For the following program I am trying to figure out why using 2 different streams parallelizes the task and using the same stream and calling join/get on the Completable future makes them take longer time equivalent to as if they were sequentially processed).
public class HelloConcurrency { private static Integer sleepTask(int number) { System.out.println(String.format("Task with sleep time %d", number)); try { TimeUnit.SECONDS.sleep(number); } catch (InterruptedException e) { e.printStackTrace(); return -1; } return number; } public static void main(String[] args) { List<Integer> sleepTimes = Arrays.asList(1,2,3,4,5,6); System.out.println("WITH SEPARATE STREAMS FOR FUTURE AND JOIN"); ExecutorService executorService = Executors.newFixedThreadPool(6); long start = System.currentTimeMillis(); List<CompletableFuture<Integer>> futures = sleepTimes.stream() .map(sleepTime -> CompletableFuture.supplyAsync(() -> sleepTask(sleepTime), executorService) .exceptionally(ex -> { ex.printStackTrace(); return -1; })) .collect(Collectors.toList()); executorService.shutdown(); List<Integer> result = futures.stream() .map(CompletableFuture::join) .collect(Collectors.toList()); long finish = System.currentTimeMillis(); long timeElapsed = (finish - start)/1000; System.out.println(String.format("done in %d seconds.", timeElapsed)); System.out.println(result); System.out.println("WITH SAME STREAM FOR FUTURE AND JOIN"); ExecutorService executorService2 = Executors.newFixedThreadPool(6); start = System.currentTimeMillis(); List<Integer> results = sleepTimes.stream() .map(sleepTime -> CompletableFuture.supplyAsync(() -> sleepTask(sleepTime), executorService2) .exceptionally(ex -> { ex.printStackTrace(); return -1; })) .map(CompletableFuture::join) .collect(Collectors.toList()); executorService2.shutdown(); finish = System.currentTimeMillis(); timeElapsed = (finish - start)/1000; System.out.println(String.format("done in %d seconds.", timeElapsed)); System.out.println(results); } }
Output
WITH SEPARATE STREAMS FOR FUTURE AND JOIN Task with sleep time 6 Task with sleep time 5 Task with sleep time 1 Task with sleep time 3 Task with sleep time 2 Task with sleep time 4 done in 6 seconds. [1, 2, 3, 4, 5, 6] WITH SAME STREAM FOR FUTURE AND JOIN Task with sleep time 1 Task with sleep time 2 Task with sleep time 3 Task with sleep time 4 Task with sleep time 5 Task with sleep time 6 done in 21 seconds. [1, 2, 3, 4, 5, 6]
Answer
The two approaches are quite different, let me try to explain it clearly
1st approach : In the first approach you are spinning up all Async
requests for all 6 tasks and then calling join
function on each one of them to get the result
2st approach : But in the second approach you are calling the join
immediately after spinning the Async
request for each task.
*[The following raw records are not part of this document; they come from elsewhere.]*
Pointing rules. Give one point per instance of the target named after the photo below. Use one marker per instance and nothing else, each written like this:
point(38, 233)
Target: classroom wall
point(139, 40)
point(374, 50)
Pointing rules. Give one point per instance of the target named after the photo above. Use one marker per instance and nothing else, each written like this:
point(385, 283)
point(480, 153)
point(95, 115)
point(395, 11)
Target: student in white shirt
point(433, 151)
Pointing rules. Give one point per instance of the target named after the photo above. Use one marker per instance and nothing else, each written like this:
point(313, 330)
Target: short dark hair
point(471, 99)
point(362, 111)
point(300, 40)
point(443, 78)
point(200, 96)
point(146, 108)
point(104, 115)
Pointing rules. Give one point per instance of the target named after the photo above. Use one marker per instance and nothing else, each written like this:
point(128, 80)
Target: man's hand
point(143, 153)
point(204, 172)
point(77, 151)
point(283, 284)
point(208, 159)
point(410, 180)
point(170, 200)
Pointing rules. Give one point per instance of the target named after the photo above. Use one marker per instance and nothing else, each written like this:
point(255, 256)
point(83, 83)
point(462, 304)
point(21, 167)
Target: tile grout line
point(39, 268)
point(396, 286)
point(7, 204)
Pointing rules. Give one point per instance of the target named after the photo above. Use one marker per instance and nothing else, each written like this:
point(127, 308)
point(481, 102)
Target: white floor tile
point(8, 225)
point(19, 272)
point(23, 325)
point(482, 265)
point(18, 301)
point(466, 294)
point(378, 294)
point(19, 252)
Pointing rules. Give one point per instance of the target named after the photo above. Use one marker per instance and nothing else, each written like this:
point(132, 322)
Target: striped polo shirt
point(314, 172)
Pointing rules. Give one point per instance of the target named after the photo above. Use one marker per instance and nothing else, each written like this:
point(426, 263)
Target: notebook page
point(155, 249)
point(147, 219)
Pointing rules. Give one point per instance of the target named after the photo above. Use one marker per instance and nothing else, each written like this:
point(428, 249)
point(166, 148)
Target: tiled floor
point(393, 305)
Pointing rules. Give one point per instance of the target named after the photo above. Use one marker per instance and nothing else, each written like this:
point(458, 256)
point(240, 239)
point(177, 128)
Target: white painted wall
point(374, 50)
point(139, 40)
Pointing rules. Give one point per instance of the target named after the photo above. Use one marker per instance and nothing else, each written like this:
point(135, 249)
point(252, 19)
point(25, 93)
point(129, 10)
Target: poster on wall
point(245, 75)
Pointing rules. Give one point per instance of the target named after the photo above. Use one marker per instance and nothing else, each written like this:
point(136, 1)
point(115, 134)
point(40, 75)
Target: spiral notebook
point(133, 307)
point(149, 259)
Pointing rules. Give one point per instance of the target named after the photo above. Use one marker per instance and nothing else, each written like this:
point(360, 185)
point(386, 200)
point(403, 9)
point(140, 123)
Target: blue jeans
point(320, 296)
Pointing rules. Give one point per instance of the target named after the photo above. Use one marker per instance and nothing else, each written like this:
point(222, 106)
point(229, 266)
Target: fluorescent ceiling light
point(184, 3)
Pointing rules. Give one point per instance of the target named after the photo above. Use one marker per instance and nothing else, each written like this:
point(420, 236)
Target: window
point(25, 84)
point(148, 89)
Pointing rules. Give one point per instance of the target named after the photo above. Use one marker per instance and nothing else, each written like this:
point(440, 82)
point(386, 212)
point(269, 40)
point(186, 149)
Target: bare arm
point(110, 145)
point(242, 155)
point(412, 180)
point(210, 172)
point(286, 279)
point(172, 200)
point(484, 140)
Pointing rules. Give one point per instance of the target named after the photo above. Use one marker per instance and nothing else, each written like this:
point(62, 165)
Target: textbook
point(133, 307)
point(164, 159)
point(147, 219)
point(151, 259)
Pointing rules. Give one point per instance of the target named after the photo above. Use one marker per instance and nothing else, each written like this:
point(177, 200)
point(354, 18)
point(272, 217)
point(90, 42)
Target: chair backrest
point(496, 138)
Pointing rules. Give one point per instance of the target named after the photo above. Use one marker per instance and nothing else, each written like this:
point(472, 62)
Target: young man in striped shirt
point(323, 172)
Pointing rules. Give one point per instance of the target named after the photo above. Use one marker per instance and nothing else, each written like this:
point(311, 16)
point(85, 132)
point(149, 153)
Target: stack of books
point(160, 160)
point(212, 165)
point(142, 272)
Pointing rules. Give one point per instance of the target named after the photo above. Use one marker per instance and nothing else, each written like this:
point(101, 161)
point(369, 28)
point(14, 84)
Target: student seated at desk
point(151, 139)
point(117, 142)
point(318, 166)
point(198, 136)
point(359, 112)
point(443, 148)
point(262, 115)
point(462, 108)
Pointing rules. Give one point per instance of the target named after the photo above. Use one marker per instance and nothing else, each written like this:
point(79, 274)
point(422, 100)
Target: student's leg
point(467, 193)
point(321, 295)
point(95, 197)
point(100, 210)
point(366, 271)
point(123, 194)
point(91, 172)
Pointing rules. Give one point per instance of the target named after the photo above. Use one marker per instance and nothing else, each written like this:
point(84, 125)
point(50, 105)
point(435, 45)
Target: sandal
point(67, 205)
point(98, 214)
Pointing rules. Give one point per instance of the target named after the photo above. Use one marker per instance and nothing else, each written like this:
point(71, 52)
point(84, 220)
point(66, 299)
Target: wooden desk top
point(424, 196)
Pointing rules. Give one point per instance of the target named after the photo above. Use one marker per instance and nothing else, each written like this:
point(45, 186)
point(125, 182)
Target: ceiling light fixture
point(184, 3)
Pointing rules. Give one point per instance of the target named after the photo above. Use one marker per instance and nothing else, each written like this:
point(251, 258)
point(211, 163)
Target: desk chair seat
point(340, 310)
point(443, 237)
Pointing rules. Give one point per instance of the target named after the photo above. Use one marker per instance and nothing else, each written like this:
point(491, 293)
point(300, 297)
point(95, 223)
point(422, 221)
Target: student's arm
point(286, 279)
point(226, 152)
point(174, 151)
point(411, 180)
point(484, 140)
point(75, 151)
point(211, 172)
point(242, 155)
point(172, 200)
For example after spinning Async
thread for task 1
calling join
, make sure that thread to complete task and then only spin up the second task with Async
thread
Note : Another side if you observe the output clearly, In the 1st approach output appears in random order since the all six tasks were executed asynchronously. But during second approach all tasks were executed sequentially one after the another.
I believe you have an idea how stream map
operation is performed, or you can get more information from here or here
To perform a computation, stream operations are composed into a stream pipeline. A stream pipeline consists of a source (which might be an array, a collection, a generator function, an I/O channel, etc), zero or more intermediate operations (which transform a stream into another stream, such as filter(Predicate)), and a terminal operation (which produces a result or side-effect, such as count() or forEach(Consumer)). Streams are lazy; computation on the source data is only performed when the terminal operation is initiated, and source elements are consumed only as needed.